Building in Public: AI and the Art of Prompt Engineering
· Meaningful Blog
Building in Public: AI and the Art of Prompt Engineering
Google is famous not only for holding 90% of the internet search market, but also for heavily investing in R&D ($55.6 billion in 2025 alone, a 15.12% increase compared to the previous year). In short: to stay relevant, you must always invest in yourself and others.
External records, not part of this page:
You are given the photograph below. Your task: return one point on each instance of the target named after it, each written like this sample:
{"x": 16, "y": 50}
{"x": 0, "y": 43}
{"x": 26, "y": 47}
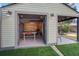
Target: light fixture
{"x": 6, "y": 12}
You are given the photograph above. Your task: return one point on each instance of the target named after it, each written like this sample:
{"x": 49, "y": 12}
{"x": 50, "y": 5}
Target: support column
{"x": 78, "y": 29}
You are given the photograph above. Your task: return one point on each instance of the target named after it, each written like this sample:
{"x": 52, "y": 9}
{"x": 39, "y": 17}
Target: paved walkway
{"x": 56, "y": 50}
{"x": 63, "y": 40}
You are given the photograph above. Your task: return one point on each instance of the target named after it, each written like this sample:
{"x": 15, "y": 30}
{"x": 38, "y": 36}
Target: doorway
{"x": 31, "y": 29}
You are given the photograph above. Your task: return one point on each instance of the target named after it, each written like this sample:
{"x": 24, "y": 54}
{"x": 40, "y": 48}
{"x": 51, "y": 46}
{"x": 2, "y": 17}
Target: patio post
{"x": 0, "y": 24}
{"x": 78, "y": 29}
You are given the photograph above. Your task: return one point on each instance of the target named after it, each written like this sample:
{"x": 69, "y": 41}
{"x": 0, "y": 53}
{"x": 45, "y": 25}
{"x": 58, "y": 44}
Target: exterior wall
{"x": 9, "y": 26}
{"x": 8, "y": 31}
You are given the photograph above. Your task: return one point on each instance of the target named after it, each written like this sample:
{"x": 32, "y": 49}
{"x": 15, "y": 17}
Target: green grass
{"x": 39, "y": 51}
{"x": 69, "y": 49}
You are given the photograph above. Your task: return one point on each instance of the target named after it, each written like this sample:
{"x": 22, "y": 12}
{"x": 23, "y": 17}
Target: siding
{"x": 9, "y": 24}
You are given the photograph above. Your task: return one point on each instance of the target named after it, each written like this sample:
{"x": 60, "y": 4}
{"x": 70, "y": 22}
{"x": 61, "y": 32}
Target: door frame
{"x": 17, "y": 24}
{"x": 0, "y": 25}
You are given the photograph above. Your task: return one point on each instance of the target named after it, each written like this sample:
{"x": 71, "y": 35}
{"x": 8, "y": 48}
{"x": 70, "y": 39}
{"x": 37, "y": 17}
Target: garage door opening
{"x": 31, "y": 29}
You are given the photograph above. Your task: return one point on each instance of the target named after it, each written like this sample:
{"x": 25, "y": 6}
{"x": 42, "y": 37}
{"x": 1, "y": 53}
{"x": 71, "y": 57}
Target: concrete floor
{"x": 31, "y": 43}
{"x": 62, "y": 40}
Being one of the leading voices in AI, Google regularly releases tons of documentation, courses, and videos, including the "Prompt Engineering" series, now in v7.
The Key Insight
From Google's introduction:
"When thinking about a large language model input and output, a text prompt is the input the model uses to predict a specific output. You don't need to be a data scientist or a machine learning engineer — everyone can write a prompt. However, crafting the most effective prompt can be complicated. Many aspects of your prompt affect its efficacy: the model you use, the model's training data, the model configurations, your word-choice, style and tone, structure, and context all matter. Therefore, prompt engineering is an iterative process. Inadequate prompts can lead to ambiguous, inaccurate responses, and can hinder the model's ability to provide meaningful output."
The Moral
Quality data in, quality data out — from AI to personal relations.
Naturally, we also use AI and from our experience, Gemini is great but Windsurf 🏄 with Opus 4.5 is another ballgame! This is how we manage to iterate so fast with a minuscule small team — 99 commits in 2 months.